Zhang Jianqiang, Hou Jing, He Qiusheng, Yuan Zhengwei, Xue Hao
School of Electronic Information Engineering, Taiyuan University of Science and Technology, Taiyuan 030024, China.
College of Modern Urban Construction Industry, Tianjin Chengjian University, Tianjin 300384, China.
Sensors (Basel). 2024 Dec 20;24(24):8158. doi: 10.3390/s24248158.
Human pose estimation is an important research direction in the field of computer vision, which aims to accurately identify the position and posture of keypoints of the human body through images or videos. However, multi-person pose estimation yields false detection or missed detection in dense crowds, and it is still difficult to detect small targets. In this paper, we propose a Mamba-based human pose estimation. First, we design a GMamba structure to be used as a backbone network to extract human keypoints. A gating mechanism is introduced into the linear layer of Mamba, which allows the model to dynamically adjust the weights according to the different input images to locate the human keypoints more precisely. Secondly, GMamba as the backbone network can effectively solve the long-sequence problem. The direct use of convolutional downsampling reduces selectivity for different stages of information flow. We used slice downsampling (SD) to reduce the resolution of the feature map to half the original size, and then fused local features from four different locations. The fusion of multi-channel information helped the model obtain rich pose information. Finally, we introduced an adaptive threshold focus loss (ATFL) to dynamically adjust the weights of different keypoints. We assigned higher weights to error-prone keypoints to strengthen the model's attention to these points. Thus, we effectively improved the accuracy of keypoint identification in cases of occlusion, complex background, etc., and significantly improved the overall performance of attitude estimation and anti-interference ability. Experimental results showed that the AP and AP50 of the proposed algorithm on the COCO 2017 validation set were 72.2 and 92.6. Compared with the typical algorithm, it was improved by 1.1% on AP50. The proposed method can effectively detect the keypoints of the human body, and provides stronger robustness and accuracy for the estimation of human posture in complex scenes.

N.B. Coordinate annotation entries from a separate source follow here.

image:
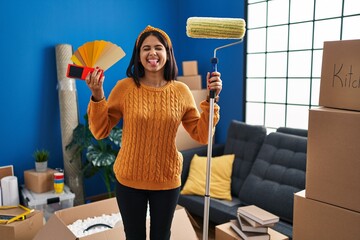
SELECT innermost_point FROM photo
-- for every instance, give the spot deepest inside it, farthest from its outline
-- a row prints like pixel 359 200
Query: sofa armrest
pixel 217 150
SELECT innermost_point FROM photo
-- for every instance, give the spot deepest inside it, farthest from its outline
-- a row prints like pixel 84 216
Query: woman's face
pixel 153 54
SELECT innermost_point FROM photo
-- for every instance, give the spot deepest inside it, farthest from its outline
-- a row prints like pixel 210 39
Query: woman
pixel 152 105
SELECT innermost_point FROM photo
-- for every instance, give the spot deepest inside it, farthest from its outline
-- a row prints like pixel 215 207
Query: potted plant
pixel 41 160
pixel 98 155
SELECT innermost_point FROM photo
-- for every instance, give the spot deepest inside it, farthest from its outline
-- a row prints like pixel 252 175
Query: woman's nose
pixel 153 52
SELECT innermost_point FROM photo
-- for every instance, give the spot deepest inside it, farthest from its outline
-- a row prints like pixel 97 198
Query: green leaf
pixel 100 158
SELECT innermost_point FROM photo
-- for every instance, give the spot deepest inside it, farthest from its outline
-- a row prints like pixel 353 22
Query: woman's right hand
pixel 95 83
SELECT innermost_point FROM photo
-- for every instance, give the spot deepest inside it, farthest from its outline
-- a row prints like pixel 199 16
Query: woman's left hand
pixel 214 82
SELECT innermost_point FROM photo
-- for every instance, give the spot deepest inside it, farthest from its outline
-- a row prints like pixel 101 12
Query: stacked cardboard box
pixel 191 75
pixel 191 78
pixel 332 193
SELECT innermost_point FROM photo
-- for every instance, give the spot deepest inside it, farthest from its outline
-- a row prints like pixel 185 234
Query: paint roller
pixel 213 28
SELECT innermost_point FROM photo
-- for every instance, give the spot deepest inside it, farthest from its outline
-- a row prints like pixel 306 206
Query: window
pixel 284 54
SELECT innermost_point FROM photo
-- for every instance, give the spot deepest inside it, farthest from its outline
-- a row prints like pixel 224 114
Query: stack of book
pixel 252 223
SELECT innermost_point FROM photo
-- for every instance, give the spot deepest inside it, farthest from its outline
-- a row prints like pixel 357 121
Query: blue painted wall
pixel 30 30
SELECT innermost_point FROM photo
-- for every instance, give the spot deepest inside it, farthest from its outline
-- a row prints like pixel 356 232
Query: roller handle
pixel 214 62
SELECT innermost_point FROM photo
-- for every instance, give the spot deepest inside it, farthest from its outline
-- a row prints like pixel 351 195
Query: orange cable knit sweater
pixel 148 158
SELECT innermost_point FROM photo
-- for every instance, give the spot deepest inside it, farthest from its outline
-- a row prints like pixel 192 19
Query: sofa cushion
pixel 278 172
pixel 244 140
pixel 220 177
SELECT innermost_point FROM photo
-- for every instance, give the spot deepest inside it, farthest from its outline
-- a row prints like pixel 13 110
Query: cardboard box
pixel 183 139
pixel 193 82
pixel 225 232
pixel 333 164
pixel 48 202
pixel 340 75
pixel 317 220
pixel 57 228
pixel 39 182
pixel 190 68
pixel 22 230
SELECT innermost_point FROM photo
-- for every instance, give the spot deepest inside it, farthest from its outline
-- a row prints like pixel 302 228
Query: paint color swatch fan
pixel 99 53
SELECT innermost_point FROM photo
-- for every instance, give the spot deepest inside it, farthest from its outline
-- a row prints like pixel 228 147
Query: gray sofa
pixel 268 169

人体姿态估计是计算机视觉领域的一个重要研究方向,其目的是通过图像或视频准确识别人体关键点的位置和姿态。然而,多人姿态估计在密集人群中会产生误检或漏检,并且检测小目标仍然困难。在本文中,我们提出了一种基于曼巴的人体姿态估计方法。首先,我们设计了一种GMamba结构作为骨干网络来提取人体关键点。在曼巴的线性层中引入了一种门控机制,使模型能够根据不同的输入图像动态调整权重,从而更精确地定位人体关键点。其次,GMamba作为骨干网络能够有效解决长序列问题。直接使用卷积下采样会降低对信息流不同阶段的选择性。我们使用切片下采样(SD)将特征图的分辨率降低到原来的一半,然后融合来自四个不同位置的局部特征。多通道信息的融合有助于模型获得丰富的姿态信息。最后,我们引入了自适应阈值焦点损失(ATFL)来动态调整不同关键点的权重。我们给易错的关键点分配更高的权重,以加强模型对这些点的关注。因此,我们有效提高了在遮挡、复杂背景等情况下关键点识别的准确率,并显著提高了姿态估计的整体性能和抗干扰能力。实验结果表明,所提算法在COCO 2017验证集上的AP和AP50分别为72.2和92.6。与典型算法相比,AP50提高了1.1%。所提方法能够有效检测人体关键点,并为复杂场景下的人体姿态估计提供更强的鲁棒性和准确性。